The case, Cowen v. Raffensperger, was filed in November 2017 while Brian Kemp still served as Secretary of State. Martin Cowen wanted to be the Libertarian Party candidate in Georgia’s 13th Congressional District. He was joined in the lawsuit by Allen Buckley, a registered voter in the 13th District who wanted to vote for Cowen; Aaron Gilmer, who wanted to run in Georgia’s 9th Congressional District; and John Monds, who wanted to vote for a Libertarian in Georgia’s 2nd Congressional District.

However, Georgia’s ballot access laws are unnecessarily restrictive for third-party and independent candidates. Because the Libertarian Party of Georgia isn’t a political party under state law and is instead considered a “political body,” a candidate must receive the signatures of 5 percent of registered voters in the district in which he or she wants to run. The 5 percent threshold hasn’t been met for a third-party or independent candidate since Milton Lent, who ran as an independent for Georgia’s 1st Congressional District, in 1964. Cowen wasn’t able to meet the signature requirements in 2018 and ran as a write-in candidate.

The ballot access hurdles for statewide political body candidates are very different. Once a political body receives ballot access, a statewide candidate must receive at least 1 percent of the vote to maintain that ballot access in the next election.

In September 2019, the District Court ruled in favor of the Secretary of State. The U.S. Court of Appeals for the Eleventh Circuit reversed the decision and remanded it back to the District Court in June 2020. “The challenge here is not between political party and political body candidates for the same offices, but between political body candidates for different offices,” wrote Judge Lanier Anderson. “[T]he Party argues, its statewide candidates need to gather zero signatures while a full slate of congressional candidates would need to gather 321,713 valid signatures.”

Anderson also noted that the District Court “did not separately address the Party’s Equal Protection challenge, instead considering it in tandem with the associational-rights challenge.” The Eleventh Circuit sent the case back to the District Court for consideration of the Equal Protection Clause violation.

Today, the District Court granted Cowen and his co-plaintiffs summary judgment on their Equal Protection Clause claim and directed the Secretary of State “to submit within 21 days of the entry of this Order briefing proposing an appropriate remedy related to the First and Fourteenth Amendment claim and addressing their claim that Georgia’s 5% requirement violates the Equal Protection Clause because it was adopted with a discriminatory purpose.”
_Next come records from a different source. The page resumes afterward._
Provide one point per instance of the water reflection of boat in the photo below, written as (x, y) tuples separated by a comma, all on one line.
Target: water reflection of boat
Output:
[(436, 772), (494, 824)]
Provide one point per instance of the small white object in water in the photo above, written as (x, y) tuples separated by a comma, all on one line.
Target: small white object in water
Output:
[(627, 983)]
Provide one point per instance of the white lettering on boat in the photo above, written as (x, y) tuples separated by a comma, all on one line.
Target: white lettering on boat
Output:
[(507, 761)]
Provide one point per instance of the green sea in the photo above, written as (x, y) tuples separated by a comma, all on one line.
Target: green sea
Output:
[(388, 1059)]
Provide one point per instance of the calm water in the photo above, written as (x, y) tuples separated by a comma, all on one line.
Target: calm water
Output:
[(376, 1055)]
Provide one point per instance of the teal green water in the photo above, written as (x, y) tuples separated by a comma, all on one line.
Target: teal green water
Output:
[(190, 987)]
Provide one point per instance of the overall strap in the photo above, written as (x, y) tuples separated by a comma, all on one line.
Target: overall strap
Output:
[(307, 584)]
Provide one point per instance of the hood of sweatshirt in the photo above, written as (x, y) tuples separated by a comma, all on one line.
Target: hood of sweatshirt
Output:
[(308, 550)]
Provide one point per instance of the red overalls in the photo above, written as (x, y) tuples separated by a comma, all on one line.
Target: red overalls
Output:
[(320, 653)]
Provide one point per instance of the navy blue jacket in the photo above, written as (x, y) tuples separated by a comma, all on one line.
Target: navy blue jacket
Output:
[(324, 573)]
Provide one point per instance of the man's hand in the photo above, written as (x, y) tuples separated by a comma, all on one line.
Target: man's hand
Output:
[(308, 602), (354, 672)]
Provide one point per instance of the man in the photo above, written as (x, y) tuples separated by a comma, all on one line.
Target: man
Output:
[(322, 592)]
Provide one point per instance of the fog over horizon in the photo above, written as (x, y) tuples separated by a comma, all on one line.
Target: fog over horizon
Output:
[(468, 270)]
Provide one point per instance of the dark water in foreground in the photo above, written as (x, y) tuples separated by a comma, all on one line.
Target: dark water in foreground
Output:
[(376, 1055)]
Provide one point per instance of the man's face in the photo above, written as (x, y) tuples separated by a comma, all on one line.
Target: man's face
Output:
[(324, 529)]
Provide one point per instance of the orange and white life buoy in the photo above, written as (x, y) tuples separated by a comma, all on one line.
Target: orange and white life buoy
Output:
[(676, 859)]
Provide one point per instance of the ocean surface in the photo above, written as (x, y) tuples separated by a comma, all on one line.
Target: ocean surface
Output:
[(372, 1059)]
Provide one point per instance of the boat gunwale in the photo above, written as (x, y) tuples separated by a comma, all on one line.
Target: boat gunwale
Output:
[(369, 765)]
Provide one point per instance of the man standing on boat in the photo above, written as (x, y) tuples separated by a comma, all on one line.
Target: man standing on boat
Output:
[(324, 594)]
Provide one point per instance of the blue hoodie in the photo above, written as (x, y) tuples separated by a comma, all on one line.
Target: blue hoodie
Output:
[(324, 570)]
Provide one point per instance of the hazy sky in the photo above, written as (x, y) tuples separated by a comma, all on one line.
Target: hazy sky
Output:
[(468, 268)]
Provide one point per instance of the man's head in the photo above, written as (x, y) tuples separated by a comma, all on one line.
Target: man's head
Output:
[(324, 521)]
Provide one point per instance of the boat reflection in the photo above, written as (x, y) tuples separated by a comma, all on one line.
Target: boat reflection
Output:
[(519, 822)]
Libertarian Party of Georgia Chair Ryan Graham cheered the ruling. “Your right to run for office is as important as your right to vote. Candidates should represent their communities, not partisans who decide who can run. Republicans and Democrats got power and they shut the door behind them,” Graham said. “We’re the third party in line — and we’re tearing down the walls for everyone, the fourth and fifth and sixth. More choices on your ballot mean more voice in how you’re governed.”

Libertarian National Committee Chair Joseph Bishop-Henchman also welcomed the news, saying, “Georgia’s onerous ballot access requirements have kept everyone but Democrats and Republicans off the congressional ballot since 1964. Kudos to the court and to Georgia LP for vindicating our constitutional rights!”

It’s unclear if the Secretary of State plans to appeal the District Court’s ruling. The outcome, if not appealed, could mean Libertarian Party of Georgia congressional candidates see an easier path to ballot access in the 2022 midterm election.

2 Replies to “Libertarian Party Scores a Major Court Victory”

  1. I applaud this ruling for many reasons, mostly to obtain an election process that can possibly extend beyond a binary choice of candidates that have to face purity tests within their parties. There is very little wiggle room available for a free thinker on all the issues to get elected in this state. Most times at the county level the only choice is to vote for the incumbent or just don’t vote, not much of a choice. And yes, many times at the congressional level there is effectively no choice either.

    The only thing the two major parties agree on is maintaining the binary system we currently have.